I will die if light touches me.
he put his p in my v, then his p in my a, and then tried to put the p in my m? first, double dipping is rude. second, i'm glad he finished shortly after that, i'm afraid of where he'd try to stick it next. my ear?
what part of “beer fountain” do you not understand
I'm drunk at the doctor. It's not that fun. Overrated in fact.
we boned then he told me that he had a thing for my gay roommate. worst night ever
mom brought her knitting needles with her. its bad enough to be in the ER on new years, but to be with the knitting parent!?
My head. My head is the problem. Also alcoholism.
my hip hurts so fuckin bad. and I just found a half eaten burrito in my nightstand drawer.
I like it when Amish boys stare at my boobs, even tho I can't tell if it's in appreciation or disgust. Rumspringa, mothafuckers.
He just walked up to me in the kitchen, pulled out his penis and stuck it in my sweatpants pocket.
It was probably cold. Sweatpants pockets are notoriously warm.

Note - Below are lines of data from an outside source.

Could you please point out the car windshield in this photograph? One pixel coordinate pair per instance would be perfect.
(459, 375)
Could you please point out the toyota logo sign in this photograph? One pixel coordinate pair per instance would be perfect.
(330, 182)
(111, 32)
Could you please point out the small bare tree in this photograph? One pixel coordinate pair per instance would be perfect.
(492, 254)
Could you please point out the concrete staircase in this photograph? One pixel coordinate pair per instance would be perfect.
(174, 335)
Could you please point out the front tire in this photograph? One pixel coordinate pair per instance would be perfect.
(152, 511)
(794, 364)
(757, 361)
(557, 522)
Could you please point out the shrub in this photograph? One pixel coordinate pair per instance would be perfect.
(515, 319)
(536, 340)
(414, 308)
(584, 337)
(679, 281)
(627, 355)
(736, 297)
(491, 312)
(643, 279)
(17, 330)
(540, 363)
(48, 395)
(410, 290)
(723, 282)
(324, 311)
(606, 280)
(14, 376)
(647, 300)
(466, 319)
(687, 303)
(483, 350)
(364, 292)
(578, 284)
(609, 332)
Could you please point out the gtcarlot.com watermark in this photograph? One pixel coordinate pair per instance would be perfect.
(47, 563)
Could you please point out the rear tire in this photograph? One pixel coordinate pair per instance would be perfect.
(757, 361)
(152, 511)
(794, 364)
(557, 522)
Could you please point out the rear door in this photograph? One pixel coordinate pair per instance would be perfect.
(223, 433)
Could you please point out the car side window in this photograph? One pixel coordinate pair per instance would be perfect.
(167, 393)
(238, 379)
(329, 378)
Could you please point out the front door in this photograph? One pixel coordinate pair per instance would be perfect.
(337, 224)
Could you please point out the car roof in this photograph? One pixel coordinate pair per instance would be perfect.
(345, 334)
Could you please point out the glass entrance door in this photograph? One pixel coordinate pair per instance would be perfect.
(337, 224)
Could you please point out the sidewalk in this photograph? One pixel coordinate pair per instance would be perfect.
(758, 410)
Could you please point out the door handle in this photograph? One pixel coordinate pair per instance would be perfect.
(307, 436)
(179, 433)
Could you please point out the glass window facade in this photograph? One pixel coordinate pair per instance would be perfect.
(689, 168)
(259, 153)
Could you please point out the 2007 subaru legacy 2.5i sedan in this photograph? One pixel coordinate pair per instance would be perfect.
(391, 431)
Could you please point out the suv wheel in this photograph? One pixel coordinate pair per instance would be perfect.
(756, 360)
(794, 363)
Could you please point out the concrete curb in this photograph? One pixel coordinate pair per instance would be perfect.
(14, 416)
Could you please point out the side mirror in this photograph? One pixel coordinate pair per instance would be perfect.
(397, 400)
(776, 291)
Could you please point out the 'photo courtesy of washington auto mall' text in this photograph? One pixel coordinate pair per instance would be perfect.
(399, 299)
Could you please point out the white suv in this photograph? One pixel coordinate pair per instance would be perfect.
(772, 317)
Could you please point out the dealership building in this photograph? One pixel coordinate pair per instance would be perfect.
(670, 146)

After a little too much, I decided public urination was a constitutional right.. Nearly got deported for that one
Bianca brought a stripper home he's making me breakfast
He sent me a blank text message. That's a booty call waiting to happen
i came home after a long day at work and she dropped a plate of cheesecake and a bottle of whiskey in front of me and said here's dinner
These freshmen are fun! The redhead wants to practice her blowjob skills with me and let me rate different moves!